While often presenting himself as a conservative Catholic, here Spencer retreats to the realm of the moral relativists and postmodernists, in essence saying that we can arrive at no authoritative understanding of the good. The understanding of the good found in the Occidental tradition from Plato and Aristotle to Cicero and St. Thomas Aquinas and other thinkers, both pagan and Christian, is to be disregarded, and, worse, is suspected of being “authoritarian.” In the mind of Spencer (if we are to take his words seriously), to declare an actual, concrete social good based on transcendent principles is to broach the draconian penal punishments commonly found in most interpretations of the Islamic shariah. [LA replies: Which of course is the standard left-liberal take on conservatives: that they are the same as jihadists and the Taliban—irrational primitives who want to impose their anti-life moral dictates on everyone.]
He further writes:
Sharia states are oriented toward the good, not freedom, as their highest value. How would the ideal state of these authoritarian Western “conservatives” be different?

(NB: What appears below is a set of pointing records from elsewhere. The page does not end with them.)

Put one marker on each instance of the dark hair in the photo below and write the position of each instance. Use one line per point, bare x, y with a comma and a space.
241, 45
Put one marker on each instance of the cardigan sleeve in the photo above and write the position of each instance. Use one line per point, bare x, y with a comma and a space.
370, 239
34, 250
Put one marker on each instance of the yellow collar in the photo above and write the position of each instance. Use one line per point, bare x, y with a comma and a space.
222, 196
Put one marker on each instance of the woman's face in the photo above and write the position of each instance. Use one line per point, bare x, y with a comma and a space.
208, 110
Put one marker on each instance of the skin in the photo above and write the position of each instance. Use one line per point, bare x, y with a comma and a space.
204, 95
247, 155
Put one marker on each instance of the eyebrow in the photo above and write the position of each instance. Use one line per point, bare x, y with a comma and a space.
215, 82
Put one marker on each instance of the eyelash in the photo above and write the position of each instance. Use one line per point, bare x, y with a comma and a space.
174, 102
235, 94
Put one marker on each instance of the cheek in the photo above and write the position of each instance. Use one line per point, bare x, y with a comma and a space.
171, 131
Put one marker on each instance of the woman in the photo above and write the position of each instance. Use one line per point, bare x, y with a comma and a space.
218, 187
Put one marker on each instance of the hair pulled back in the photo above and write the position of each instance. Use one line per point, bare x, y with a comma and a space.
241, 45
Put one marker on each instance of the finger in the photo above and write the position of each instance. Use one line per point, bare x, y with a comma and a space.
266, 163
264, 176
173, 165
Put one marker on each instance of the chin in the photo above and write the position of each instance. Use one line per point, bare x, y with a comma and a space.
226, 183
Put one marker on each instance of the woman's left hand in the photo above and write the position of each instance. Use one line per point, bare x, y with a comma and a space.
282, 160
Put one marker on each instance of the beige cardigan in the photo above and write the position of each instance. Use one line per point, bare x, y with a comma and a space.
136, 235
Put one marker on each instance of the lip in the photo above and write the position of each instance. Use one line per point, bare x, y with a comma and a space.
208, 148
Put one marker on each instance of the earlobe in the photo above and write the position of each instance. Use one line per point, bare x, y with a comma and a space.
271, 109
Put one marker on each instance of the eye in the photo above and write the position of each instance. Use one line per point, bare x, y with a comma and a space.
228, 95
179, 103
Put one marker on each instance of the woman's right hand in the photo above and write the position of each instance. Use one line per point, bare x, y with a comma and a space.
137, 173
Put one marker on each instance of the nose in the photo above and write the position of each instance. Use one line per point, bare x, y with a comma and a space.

This is an entirely logically fallacious. In Spencer’s syllogism, the shariah is oriented toward what Muslims consider the good, therefore to orient oneself toward the good is to be shariah-like. Furthermore, he quotes several Muslim radicals attacking the idea of freedom. But what do these figures have to do with us?
While many of us might deplore the depravity of today’s pop culture, we should not let Islamic moral critique put us on the defensive. In reality, the freedom at which the jihadists sneer is an essential component of any genuine morality.
And what, pray tell, is this genuine morality? Are “Lady Gaga” and other freaks who blaspheme Christianity and promote every sort of vileness and filth displaying this genuine morality? And what traditionalist (and the buffoonish neocon Dinesh D’Souza doesn’t count) is using Islamic moral critiques to criticize Western moral decadence? Were not the traditionalists criticizing the cultural revolution long before anyone heard of Osama bin Laden or Ayatollah Khomeini?
Again, underlying all of this is the passivity that is a trademark of Spencer and his crowd. Just as he has no proactive position of ending Muslim immigration to the West, beyond sporadic and contradictory remarks, he likewise has no response to the cultural rot that is destroying our civilization; and indeed he encourages us passively to accept it in the name of “freedom.”
LA to Daniel S.:
Very good! I had lacked the energy to write a full response to Spencer myself, but you and Mr. Kalb and others are filling in the gap.
Daniel S. replies:
Thank you for posting my remarks. As Jim Kalb said, Spencer is way out of his area on this one, but humility does not seem to be one of his virtues. He spends more time fuming at Muslim countries for acting, well, for acting like Muslims and not accepting liberalism, than he does calling on Western countries to restrict Muslim immigration. He once held very high regard in my eyes, but now I see that he offers nothing but a dead end.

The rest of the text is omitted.